Эстер посмотрела на слова, написанные рукой Ауры, и представила себе эти буквы с завитушками на коже сестры. Первую татуировку, которую сделала ей Фрейя. Эстер до боли хотелось понять все.
— Ты и Ауре рассказывал эту историю? — спросила она.
Софус покачал головой:
— Nei. Она знала легенду о Коупаконан еще до нашего знакомства. Мы встретились в Копенгагене на выставке Клары, и легенда о тюленьей деве стала одной из наших первых тем для разговора. Аура спросила, есть ли у меня перепонки на ногах. Я не мог понять, шутит она или говорит серьезно. — На лице Софуса промелькнул намек на улыбку.
— Почему она тебя об этом спросила?
— Прости. Последняя часть истории о деве из тюленьего народа такова: дети, которых она родила от крестьянина, выросли и обзавелись собственными детьми. И люди по сей день утверждают, что потомков шелки всегда можно узнать по перепонкам между пальцами ног.

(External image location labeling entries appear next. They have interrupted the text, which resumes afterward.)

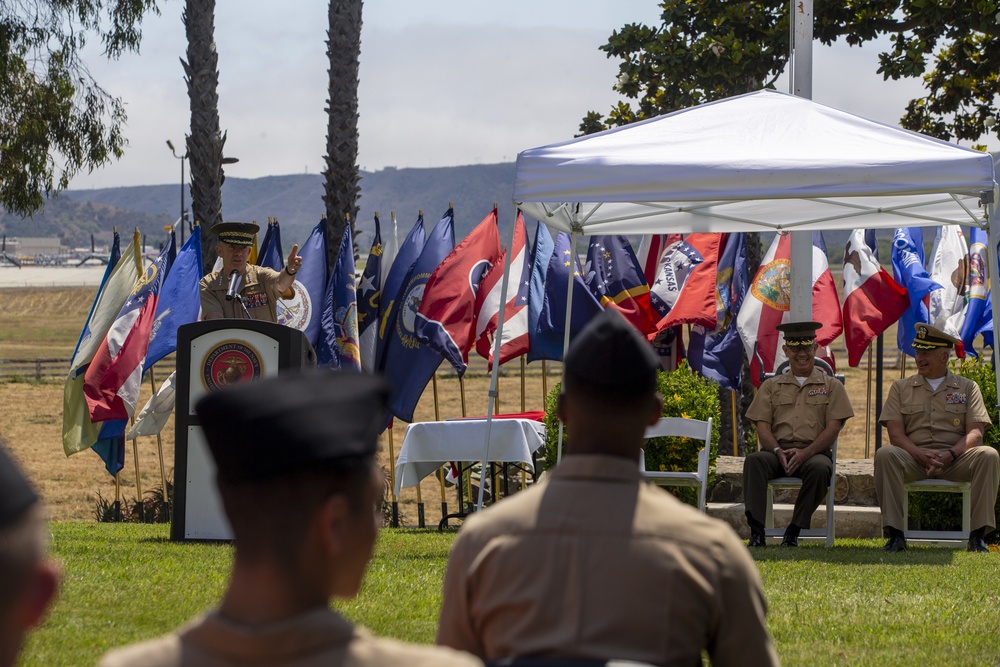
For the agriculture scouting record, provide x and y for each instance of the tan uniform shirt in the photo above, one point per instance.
(593, 563)
(259, 291)
(797, 414)
(934, 418)
(316, 638)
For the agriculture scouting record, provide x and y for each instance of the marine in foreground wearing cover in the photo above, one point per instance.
(594, 563)
(935, 421)
(299, 483)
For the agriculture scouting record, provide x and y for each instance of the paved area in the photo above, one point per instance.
(51, 276)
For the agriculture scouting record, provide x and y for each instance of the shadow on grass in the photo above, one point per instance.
(858, 552)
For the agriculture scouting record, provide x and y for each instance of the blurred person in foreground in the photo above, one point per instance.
(301, 489)
(798, 415)
(935, 421)
(593, 563)
(28, 581)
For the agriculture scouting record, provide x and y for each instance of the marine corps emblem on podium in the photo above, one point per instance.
(230, 362)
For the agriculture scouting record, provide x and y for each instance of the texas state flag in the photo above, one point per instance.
(446, 320)
(112, 382)
(873, 301)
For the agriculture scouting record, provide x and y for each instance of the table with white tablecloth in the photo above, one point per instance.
(429, 445)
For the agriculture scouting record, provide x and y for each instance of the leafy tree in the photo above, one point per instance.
(709, 49)
(56, 119)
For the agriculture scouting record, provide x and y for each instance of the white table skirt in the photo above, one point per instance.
(429, 445)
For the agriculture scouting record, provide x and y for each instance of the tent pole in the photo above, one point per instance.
(993, 250)
(497, 342)
(569, 310)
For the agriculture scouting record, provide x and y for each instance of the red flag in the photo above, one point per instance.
(696, 302)
(873, 301)
(446, 319)
(515, 326)
(112, 382)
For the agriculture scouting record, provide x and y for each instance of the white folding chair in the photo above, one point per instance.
(940, 486)
(682, 428)
(830, 530)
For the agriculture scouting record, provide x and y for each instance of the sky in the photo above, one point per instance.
(442, 83)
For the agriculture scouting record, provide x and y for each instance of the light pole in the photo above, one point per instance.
(183, 211)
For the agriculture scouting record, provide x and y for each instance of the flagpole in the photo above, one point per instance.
(394, 521)
(569, 310)
(159, 449)
(440, 475)
(497, 342)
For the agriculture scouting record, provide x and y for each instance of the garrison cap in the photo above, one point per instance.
(293, 422)
(610, 356)
(929, 338)
(236, 233)
(799, 334)
(16, 494)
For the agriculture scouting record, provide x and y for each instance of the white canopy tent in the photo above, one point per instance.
(764, 161)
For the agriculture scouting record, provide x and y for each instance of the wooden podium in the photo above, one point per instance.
(210, 355)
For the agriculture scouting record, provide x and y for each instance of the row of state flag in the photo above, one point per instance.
(424, 300)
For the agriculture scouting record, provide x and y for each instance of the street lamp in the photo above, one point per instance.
(183, 212)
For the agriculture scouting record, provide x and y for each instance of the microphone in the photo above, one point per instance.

Вот доказательство того, что в наших жилах течет кровь тюленей, говорят они.
Эстер воздержалась от того же вопроса и спросила:
— И поэтому ты отвез Ауру к скульптуре Коупаконан, когда там пела Айвёр?
Вопрос явно застиг Софуса врасплох.
— Мне Хейди сказала, — пояснила Эстер. — Ты возил Ауру в Микладеалур на открытие скульптуры. Айвёр пела Trøllabundin. Памятная церемония. Очень торжественная. Для городка. А еще для вас с Аурой. Но я не знаю, почему, ради чего ты ее туда возил.
Софус, не глядя на Эстер, крепко потер лицо.
— Я отвез ее туда, чтобы сделать предложение. Когда Аура сказала, что у нас будет ребенок. Потом мы поехали в Копенгаген. За кольцами. Там Клара нас и сфотографировала — это та фотография, которую ты нашла на ее сайте. А после возвращения из Копенгагена Аура и написала ту строку, вдохновившись легендой о Коупаконан. И все остальные строки.
Эстер забрала у него дневник и быстро перелистала его; она представляла себе Ауру и Софуса вместе, эти образы не шли из головы. Дневник превратился в размытое пятно. Эстер так пристально всматривалась в каждую страницу, каждую строку, что не могла разобрать того, что было прямо перед ней. На ум пришел абзац из путеводителя, где говорилось о зиме на Фарерах. «Не забывайте о „снежной слепоте“. Излишек ультрафиолета может вызвать боль и дискомфорт в глазах».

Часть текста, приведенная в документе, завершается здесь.